Naw...go ahead and use you Car/Truck, but on your way back, you may as well stop by the grocery store and pick up your Canned Biscuits, Instant Grits, Imitation Cheese, Instant Mashed Potatoes, and for dessert, a Chocolate Cake in a box...... Don't forget the canned icing....







Enjoy!


----------



## jstanford

We used to walk everywhere but then they invented the automobile! Some things are better with advancements.... Not sayin' that the food wasn't good way back when but there is a reason God put brown sugar, paprika, chili powder, salt, pepper, etc on this earth.. To make a rub recipe! Long live the rub....Long live the bark!


----------



## jirodriguez

Corn Cob said:


> Naw...go ahead and use you Car/Truck, but on your way back, you may as well stop by the grocery store and pick up your Canned Biscuits, Instant Grits, Imitation Cheese, Instant Mashed Potatoes, and for dessert, a Chocolate Cake in a box...... Don't forget the canned icing....
> 
> 
> 
> 
> 
> 
> 
> Enjoy!




 Oh I definately agree there are a lot of "modern day" advances I could do without  -  instant mashed potato's 
	

	
	
		
		



		
		
	


	





I usually foil just for the reduction in cooking time and all the drippings I get to keep in the foil.


----------



## Bearcarver

Corn Cob said:


> Naw...go ahead and use you Car/Truck, but on your way back, you may as well stop by the grocery store and pick up your Canned Biscuits, Instant Grits, Imitation Cheese, Instant Mashed Potatoes, and for dessert, a Chocolate Cake in a box...... Don't forget the canned icing....
> 
> 
> 
> 
> 
> 
> 
> Enjoy!


Wow, all that because many of us use aluminum foil?

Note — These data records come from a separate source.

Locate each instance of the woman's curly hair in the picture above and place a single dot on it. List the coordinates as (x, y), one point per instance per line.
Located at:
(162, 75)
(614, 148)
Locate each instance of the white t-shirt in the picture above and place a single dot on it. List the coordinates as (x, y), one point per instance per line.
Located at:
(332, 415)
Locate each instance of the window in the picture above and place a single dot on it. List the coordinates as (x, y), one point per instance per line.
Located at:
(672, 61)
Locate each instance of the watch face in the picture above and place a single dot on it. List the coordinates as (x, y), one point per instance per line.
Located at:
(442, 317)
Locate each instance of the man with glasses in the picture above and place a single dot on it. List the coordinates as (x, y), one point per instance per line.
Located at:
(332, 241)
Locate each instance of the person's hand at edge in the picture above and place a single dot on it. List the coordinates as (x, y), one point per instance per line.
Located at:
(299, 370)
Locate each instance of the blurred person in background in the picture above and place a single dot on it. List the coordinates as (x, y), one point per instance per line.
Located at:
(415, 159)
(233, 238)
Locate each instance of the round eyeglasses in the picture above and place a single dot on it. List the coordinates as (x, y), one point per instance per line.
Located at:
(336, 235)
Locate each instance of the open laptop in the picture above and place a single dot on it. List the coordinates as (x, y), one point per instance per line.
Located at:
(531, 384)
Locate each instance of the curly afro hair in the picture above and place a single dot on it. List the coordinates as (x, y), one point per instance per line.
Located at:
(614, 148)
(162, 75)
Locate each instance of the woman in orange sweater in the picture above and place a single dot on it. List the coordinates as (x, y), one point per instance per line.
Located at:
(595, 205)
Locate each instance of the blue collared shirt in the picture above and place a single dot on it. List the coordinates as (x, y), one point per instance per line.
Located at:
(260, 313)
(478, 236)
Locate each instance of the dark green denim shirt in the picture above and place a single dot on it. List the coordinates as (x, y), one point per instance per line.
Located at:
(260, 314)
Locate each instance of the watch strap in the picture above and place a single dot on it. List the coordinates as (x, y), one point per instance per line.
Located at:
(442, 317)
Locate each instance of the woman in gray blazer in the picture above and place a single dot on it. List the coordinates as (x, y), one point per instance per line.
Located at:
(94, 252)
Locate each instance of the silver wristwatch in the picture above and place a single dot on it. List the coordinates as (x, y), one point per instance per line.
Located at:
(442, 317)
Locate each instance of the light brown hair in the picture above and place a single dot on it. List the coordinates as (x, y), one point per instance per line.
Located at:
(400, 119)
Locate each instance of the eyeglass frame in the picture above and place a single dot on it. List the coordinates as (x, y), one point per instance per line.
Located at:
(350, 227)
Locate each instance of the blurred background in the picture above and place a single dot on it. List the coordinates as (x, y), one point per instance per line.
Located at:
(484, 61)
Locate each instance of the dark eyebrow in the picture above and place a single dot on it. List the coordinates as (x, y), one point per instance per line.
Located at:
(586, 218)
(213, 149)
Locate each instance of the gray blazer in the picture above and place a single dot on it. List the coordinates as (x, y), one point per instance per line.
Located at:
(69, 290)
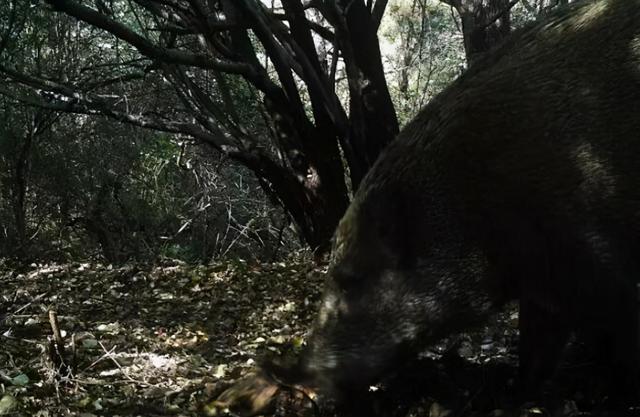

Maybe you could get rid of your ECB, your Brinkman Pitmaster Deluxe Offset, and your 3 Propane fryers, and go strictly with your favorite campfire cooking. You don't need all of those modern "crutches".  
	

	
	
		
		



		
		
	


	





Bear


----------



## jstanford

I looked back in some of my old history books from school, ancient civilizations cooked all thier food on offset smokers and the ones who didn't opted for their propane smokers. This dates back to the early 1700's according to the book. In 1812 they invented the drive-thru and it all went downhill from there, just sayin'


----------



## corn cob

For those who understand, no explanation is needed

For those who do not understand, no explanation is possible......

Cheers!


----------



## pokey

FWIW From this newbies limited experience: I've done a whoppin' three butts, all without foil, 5 - 7 lb range. They took anywhere from 16 to 18 1/2 hours at 250 and came out great. I admit I love a crispy bark, though. Some of the shorter times I've heard folks talk about I assume are possible/happening because of foiling.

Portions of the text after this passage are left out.